Winston Churchill said, “I never worry about action, but only about inaction”. In almost every endeavor, I would agree.
But in investing patience and discipline pays off and lack of patience leads to disaster.
It is because of this fundamental difference between most endeavors and investing, that causes a large majority of people to fail in investing. They treat it like other endeavors and fail. They are not patient and take action far too often.
A classic proof of this problem is demonstrated by the Dalbar report published every year. The 2014 version says that in equity funds over the last 30 years, the average investor earned 3.69% per year while the S&P 500 earned 11.11%. If an investor would have bought an S&P500 index fund in 1984 - and HELD ONTO IT (DOING NOTHING) through thick and thin -- they could have enjoyed 11.11% annualized return but it requires loads of discipline.

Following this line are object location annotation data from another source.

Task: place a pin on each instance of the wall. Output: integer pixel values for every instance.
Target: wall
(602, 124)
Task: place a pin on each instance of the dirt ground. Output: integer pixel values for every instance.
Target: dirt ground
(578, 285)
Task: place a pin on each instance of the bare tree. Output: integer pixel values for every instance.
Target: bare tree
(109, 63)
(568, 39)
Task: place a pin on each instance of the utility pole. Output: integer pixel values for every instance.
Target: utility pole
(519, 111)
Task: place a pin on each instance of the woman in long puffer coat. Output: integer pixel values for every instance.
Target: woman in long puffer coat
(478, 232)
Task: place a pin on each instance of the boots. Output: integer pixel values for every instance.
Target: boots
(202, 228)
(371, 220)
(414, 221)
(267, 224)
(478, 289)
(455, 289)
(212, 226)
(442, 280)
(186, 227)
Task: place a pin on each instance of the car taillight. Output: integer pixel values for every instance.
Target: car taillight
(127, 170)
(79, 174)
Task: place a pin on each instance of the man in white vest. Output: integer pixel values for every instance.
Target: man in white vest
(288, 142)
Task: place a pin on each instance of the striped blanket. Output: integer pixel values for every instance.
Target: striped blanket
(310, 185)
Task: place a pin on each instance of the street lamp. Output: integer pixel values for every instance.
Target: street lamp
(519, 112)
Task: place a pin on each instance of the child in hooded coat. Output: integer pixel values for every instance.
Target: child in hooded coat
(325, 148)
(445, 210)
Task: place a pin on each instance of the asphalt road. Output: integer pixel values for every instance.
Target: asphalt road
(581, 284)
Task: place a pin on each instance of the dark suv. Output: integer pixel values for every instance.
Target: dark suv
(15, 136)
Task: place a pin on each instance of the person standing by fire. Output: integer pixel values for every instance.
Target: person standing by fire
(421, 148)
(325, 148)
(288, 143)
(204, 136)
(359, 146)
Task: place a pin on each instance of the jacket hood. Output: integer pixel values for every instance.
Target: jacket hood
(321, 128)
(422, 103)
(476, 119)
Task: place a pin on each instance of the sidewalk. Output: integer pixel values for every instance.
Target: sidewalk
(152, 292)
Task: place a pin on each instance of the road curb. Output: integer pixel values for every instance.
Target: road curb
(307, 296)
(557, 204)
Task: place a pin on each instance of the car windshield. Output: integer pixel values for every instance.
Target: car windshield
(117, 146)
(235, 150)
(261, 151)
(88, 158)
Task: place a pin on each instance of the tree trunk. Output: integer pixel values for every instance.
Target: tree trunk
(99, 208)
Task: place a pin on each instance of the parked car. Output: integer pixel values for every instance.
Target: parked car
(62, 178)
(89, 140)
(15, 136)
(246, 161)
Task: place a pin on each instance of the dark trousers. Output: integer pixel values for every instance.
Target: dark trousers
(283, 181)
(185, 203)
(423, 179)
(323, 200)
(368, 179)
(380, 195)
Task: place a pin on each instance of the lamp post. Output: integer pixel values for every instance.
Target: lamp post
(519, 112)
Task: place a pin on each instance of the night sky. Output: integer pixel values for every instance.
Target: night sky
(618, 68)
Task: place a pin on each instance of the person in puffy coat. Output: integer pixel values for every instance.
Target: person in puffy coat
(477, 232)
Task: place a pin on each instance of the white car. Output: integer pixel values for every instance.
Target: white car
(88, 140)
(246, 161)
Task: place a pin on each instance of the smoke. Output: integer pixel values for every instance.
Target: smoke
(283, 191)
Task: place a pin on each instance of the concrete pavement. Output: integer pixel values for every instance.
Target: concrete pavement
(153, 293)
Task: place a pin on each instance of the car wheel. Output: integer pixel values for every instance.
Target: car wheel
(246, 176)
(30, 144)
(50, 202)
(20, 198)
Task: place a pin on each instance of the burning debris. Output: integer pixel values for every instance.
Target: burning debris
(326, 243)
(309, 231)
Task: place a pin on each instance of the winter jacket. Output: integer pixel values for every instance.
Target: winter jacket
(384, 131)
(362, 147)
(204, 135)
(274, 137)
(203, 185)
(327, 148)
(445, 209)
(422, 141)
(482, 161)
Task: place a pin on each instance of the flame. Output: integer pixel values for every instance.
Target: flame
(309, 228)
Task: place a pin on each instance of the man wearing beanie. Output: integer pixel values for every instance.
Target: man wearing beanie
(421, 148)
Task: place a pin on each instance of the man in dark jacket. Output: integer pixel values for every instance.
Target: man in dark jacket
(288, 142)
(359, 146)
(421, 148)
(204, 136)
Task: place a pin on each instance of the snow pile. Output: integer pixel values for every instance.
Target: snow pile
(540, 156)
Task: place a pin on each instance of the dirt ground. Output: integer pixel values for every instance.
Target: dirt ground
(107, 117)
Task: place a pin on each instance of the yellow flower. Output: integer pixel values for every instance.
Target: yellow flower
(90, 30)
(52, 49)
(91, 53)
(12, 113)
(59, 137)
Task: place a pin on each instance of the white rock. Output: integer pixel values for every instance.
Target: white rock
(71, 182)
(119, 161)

Doing nothing requires hard work - yes - you read correctly. At least in investing, resisting the temptation to act when you hear about an investment at the water cooler at work, on the internet - or the market has a big scary drop - it's very tempting to take action. So stay strong America - resist the temptation!
Assuming a long term investment, and that you are diversified broadly and deeply - then doing nothing counts! By demonstrating your discipline, you will earn the market return which is better than the vast majority of investors - including the "sophisticated" investors.